Tuesday, March 5, 2013

Teaching Spanish

Learning a foreign language was, for me, quite fun.  For whatever reason, I took to it like a duck to water.  My wiring is such that I can understand the vagueries of languages far better than I can the mysteries of calculus or algebra.  For that matter, the only solid connection with algebra I have is that I know its root is Arabic and that comes from my study of Spanish.

I enjoy teaching Spanish.  I enjoyed learning not only the language but also Spanish literature.  Sure, some of it stunk -- Cien años de soledad confused the heck out of me in Spanish, so I read it in English only to discover that I understood it better -- if at all -- in Spanish -- but it opened up new vistas, new worlds that I never understood even if I knew they existed.

For whatever reason, I also took to teaching Spanish.  I never felt uncomfortable or uneasy about professing to understand a language I was still struggling to learn.  Teaching freshman year Spanish wasn't much of a challenge.  The department gave us the textbooks and we followed along like lemmings.  Where my own contributions came into play were in the presentation of the materials.

I'm no stand-up comedian.  But when a male student used the false cognate and protested that he was embarazado, I told him he was a medical miracle, which caused him to smile uneasily until he found out that instead of being embarrassed he was pregnant, thereby compounding his shame.  Another student called it Dondi instead of DON day, which prompted me to tell him I wasn't familiar with comic strips.  The confused look on her face was priceless.

Perhaps my favorite classes, however, were the attendance optional ones that I ran once a semester.  Had the administration known what I was up to, they would not have sanctioned them.  I gave any student who was morally or religiously opposed the option to not attend the next day's class with no penalty, but the subject was, for lack of a more didactic term, swear words.
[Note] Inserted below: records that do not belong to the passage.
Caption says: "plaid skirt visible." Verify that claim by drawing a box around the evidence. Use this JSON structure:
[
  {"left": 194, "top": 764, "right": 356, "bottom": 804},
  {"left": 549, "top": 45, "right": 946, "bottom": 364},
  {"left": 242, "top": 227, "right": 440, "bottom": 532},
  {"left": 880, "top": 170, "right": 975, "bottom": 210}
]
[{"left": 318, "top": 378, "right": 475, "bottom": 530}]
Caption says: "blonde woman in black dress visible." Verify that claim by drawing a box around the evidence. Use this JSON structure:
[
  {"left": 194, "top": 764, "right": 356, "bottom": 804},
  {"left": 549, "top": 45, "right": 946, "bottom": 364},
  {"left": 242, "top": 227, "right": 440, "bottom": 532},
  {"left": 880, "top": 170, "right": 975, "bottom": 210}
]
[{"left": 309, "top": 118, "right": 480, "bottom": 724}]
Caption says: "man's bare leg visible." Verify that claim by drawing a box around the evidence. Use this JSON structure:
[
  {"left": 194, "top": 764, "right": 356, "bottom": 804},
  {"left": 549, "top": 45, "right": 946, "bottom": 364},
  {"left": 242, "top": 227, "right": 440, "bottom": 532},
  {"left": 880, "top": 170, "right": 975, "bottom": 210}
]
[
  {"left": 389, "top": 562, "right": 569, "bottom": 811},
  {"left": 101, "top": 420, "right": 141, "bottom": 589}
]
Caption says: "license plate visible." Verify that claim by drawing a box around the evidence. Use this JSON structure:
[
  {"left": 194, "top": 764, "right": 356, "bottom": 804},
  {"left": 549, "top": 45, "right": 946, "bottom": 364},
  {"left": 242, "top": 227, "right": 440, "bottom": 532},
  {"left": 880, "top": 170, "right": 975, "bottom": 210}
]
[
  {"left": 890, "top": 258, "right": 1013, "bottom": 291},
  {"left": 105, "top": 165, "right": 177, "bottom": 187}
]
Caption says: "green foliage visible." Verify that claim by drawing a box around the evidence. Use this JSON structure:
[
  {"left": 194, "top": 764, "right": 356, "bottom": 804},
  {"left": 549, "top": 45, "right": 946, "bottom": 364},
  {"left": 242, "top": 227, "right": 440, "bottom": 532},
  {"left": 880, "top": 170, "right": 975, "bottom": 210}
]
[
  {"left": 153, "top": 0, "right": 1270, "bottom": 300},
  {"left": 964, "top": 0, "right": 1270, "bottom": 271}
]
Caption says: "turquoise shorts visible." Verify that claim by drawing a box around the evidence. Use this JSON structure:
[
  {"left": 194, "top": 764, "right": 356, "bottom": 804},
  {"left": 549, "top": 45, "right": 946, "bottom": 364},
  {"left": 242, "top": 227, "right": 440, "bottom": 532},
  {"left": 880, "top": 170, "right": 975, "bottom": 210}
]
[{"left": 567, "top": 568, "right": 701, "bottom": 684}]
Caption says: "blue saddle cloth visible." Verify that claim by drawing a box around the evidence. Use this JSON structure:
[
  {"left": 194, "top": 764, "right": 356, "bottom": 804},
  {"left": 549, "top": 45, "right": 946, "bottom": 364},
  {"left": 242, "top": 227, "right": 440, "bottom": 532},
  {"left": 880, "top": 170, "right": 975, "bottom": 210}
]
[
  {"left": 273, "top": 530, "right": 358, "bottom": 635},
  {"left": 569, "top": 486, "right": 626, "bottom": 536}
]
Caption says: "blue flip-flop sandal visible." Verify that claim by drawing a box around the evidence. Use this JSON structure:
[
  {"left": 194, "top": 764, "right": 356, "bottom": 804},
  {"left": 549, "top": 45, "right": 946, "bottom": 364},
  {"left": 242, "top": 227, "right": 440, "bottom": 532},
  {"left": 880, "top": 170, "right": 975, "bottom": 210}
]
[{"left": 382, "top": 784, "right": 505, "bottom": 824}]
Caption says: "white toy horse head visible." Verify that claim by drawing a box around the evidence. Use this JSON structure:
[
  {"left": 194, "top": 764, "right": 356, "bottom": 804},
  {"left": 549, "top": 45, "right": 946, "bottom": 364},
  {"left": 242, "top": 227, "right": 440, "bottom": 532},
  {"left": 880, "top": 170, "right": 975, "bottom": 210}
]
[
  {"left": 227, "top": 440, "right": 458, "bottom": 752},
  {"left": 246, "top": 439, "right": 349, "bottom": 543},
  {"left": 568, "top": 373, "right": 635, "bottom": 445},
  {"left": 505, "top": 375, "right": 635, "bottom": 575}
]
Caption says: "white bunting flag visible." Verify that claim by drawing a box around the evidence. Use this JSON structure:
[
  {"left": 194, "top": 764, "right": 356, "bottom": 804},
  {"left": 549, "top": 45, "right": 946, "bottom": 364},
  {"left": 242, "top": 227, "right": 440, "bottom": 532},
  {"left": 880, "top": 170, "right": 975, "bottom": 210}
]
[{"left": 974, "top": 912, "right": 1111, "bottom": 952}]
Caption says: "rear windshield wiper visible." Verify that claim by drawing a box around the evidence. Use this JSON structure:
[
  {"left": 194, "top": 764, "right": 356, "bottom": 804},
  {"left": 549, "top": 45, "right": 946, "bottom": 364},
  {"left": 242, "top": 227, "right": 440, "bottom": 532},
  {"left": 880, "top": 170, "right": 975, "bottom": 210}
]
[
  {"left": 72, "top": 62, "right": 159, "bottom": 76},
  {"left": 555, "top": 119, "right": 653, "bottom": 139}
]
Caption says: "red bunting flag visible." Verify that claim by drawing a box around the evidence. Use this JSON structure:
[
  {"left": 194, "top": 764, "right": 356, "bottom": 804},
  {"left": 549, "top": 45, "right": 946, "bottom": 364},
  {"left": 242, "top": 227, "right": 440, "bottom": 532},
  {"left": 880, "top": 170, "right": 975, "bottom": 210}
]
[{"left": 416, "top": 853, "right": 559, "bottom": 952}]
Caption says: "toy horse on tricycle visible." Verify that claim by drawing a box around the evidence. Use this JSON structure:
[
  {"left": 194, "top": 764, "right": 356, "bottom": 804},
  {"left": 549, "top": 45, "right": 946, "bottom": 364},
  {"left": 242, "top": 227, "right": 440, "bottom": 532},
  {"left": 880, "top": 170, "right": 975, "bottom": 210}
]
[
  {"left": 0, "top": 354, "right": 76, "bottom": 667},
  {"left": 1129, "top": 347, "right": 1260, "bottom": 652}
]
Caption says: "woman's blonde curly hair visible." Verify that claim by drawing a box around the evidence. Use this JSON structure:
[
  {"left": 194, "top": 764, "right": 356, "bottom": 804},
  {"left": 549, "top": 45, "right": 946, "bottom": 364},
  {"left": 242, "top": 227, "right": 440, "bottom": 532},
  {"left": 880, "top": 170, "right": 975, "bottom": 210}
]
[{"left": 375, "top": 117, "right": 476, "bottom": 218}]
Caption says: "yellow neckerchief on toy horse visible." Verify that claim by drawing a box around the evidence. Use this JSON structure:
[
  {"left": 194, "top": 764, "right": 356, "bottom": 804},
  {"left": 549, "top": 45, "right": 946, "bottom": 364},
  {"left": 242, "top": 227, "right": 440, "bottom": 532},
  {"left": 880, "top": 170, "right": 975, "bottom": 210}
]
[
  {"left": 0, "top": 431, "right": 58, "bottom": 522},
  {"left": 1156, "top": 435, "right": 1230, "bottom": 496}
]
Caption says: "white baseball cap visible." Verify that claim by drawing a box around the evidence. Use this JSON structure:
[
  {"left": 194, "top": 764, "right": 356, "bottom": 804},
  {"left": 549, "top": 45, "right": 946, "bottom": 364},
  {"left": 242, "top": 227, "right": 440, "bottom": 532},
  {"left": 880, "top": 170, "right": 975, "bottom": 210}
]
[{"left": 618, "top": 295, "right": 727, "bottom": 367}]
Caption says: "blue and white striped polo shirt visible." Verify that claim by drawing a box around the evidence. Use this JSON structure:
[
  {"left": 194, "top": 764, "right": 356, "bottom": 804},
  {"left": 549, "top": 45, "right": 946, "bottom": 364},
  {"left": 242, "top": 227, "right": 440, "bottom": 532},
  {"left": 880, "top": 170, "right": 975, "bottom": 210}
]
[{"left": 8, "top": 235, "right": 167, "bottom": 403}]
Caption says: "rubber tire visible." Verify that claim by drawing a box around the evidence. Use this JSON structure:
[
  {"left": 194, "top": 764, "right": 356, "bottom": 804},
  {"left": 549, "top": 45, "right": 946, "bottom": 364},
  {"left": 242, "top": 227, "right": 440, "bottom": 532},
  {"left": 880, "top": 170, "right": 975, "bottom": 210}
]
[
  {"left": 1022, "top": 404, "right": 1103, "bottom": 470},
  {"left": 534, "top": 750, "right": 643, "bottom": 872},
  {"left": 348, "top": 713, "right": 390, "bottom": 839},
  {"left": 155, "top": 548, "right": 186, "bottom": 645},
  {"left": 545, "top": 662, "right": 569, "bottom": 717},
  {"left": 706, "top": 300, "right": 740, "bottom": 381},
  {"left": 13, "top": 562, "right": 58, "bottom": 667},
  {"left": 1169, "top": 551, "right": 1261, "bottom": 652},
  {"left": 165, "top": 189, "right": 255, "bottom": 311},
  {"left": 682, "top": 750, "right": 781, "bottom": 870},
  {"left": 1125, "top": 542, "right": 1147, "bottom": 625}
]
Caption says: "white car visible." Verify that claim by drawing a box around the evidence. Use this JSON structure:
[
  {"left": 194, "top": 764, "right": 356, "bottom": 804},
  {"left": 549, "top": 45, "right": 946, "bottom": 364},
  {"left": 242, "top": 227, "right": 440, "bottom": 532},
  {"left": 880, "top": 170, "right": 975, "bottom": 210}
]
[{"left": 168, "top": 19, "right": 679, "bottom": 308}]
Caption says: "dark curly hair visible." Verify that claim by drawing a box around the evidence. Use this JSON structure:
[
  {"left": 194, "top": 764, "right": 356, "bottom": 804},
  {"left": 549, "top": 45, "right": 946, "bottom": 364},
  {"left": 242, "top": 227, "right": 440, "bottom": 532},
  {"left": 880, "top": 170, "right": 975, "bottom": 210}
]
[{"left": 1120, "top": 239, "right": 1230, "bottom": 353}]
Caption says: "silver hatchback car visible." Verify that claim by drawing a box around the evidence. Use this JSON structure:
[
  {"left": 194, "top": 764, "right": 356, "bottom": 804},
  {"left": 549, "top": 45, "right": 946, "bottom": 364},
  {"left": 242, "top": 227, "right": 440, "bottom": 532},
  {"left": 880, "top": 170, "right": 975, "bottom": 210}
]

Before one has a coniption fit about this, please realize that I wasn't teaching students how to swear.  That's not to say that some students didn't try to use it for that purpose.  I was able to navigate through their thinly-veiled attempts to procure this information from me.  One notable attempt involve a woman in her forties who asked me how to say the filthiest thing any student had ever asked me.  I looked her in the eye and said, Do you know you could be my mother?  I was twenty-four at the time.  Needless to say, these classes always had perfect attendance.  I even taught a couple of these for fellow grad students.

The high point of my teaching career had to be when we played keg softball at the local park.  We chipped in and bought four kegs of beer, commandeered a local baseball diamond and, against municipal ordinance, drank our way through nine innings of softball.  I think I got home at one in the morning.

Some students couldn't have cared less.  Some actually may have been inspired.  All I know is that I found another hobby that kept me interested doing something I found I loved to do.